Disaster Recovery

Disaster Recovery Workflows

Disaster Recovery Workflows

Once the DellCSIReplicationGroup & PersistentVolume objects have been replicated across clusters (or within the same cluster), users can exercise the general Disaster Recovery workflows.

Ensure automatic remapping of PVCs is enabled by setting “disablePVCRemap” to “false” in the driver manifest (Refer: pvc-remap).

Planned Migration to the target cluster/array

This scenario is the typical choice when you want to try your disaster recovery plan or you need to switch activities from one site to another:

a. Execute “failover” action on selected ReplicationGroup using the cluster name

./repctl failover --rg rg-id-site-1 --target rg-id-site-2
 ./repctl --rg rg-id failover --target target-cluster-name

b. Execute “reprotect” action on selected ReplicationGroup which will resume the replication from new “source”

./repctl reprotect --rg rg-id-site-2
 ./repctl --rg rg-id reprotect --at new-source-cluster-name
state_changes1

Unplanned Migration to the target cluster/array

This scenario is the typical choice when a site goes down:

a. Scale down the application pods to zero replicas by editing the application manifest yaml file and changing the replicas count to 0.

b. The application pods might go to Error state. Force delete the application pods by running

kubectl delete pods <pod-name> -n <namespace> --force

c. Execute “failover” action on selected ReplicationGroup using the cluster name

./repctl failover --rg rg-id-site-1 --target rg-id-site-2 --unplanned
 ./repctl --rg rg-id failover --target target-cluster-name --unplanned 

d. (PowerMax driver only) Execute “swap” action on selected ReplicationGroup which would swap personalities of R1 and R2.

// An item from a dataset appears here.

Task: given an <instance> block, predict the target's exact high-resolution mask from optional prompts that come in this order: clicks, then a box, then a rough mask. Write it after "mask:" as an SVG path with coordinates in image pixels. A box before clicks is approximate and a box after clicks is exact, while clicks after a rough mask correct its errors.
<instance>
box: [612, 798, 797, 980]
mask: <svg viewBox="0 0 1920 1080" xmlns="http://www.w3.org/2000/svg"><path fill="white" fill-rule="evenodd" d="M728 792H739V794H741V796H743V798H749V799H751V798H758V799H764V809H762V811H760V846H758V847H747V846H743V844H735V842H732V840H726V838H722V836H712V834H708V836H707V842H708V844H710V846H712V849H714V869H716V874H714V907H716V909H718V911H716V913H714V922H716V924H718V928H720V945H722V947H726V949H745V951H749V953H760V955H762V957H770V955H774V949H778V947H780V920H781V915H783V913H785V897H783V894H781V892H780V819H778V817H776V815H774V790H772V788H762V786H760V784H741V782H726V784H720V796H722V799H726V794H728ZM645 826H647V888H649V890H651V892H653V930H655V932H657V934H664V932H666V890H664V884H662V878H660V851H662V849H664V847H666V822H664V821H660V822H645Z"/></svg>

 ./repctl --rg rg-id-site-2 swap
 ./repctl --rg rg-id swap --at target-cluster-name

Note: Unplanned migration usually happens when the original “source” cluster is unavailable. The following action makes sense when the cluster is back.

e. (PowerScale arrays only) Before initiating a failback or reprotect operation, storage administrators must manually disable the SyncIQ policy when bringing the failed-over source array back online. Failing to do so may result in unexpected behavior.

f. Execute “reprotect” action on selected ReplicationGroup which will resume the replication.

 ./repctl --rg rg-id-site-1 reprotect
 ./repctl --rg rg-id reprotect --at new-source-cluster-name
state_changes2

g. Scale up the application pods to desired count by editing the application manifest yaml file and changing the replicas count to desired value.

NOTE: When users do Failover and Failback, the tests pods on the source cluster may go “CrashLoopOff” state since it will try to remount the same volume which is already mounted. To get around this problem, bring down the number of replicas to 0 and then after that is done, bring it up to 1.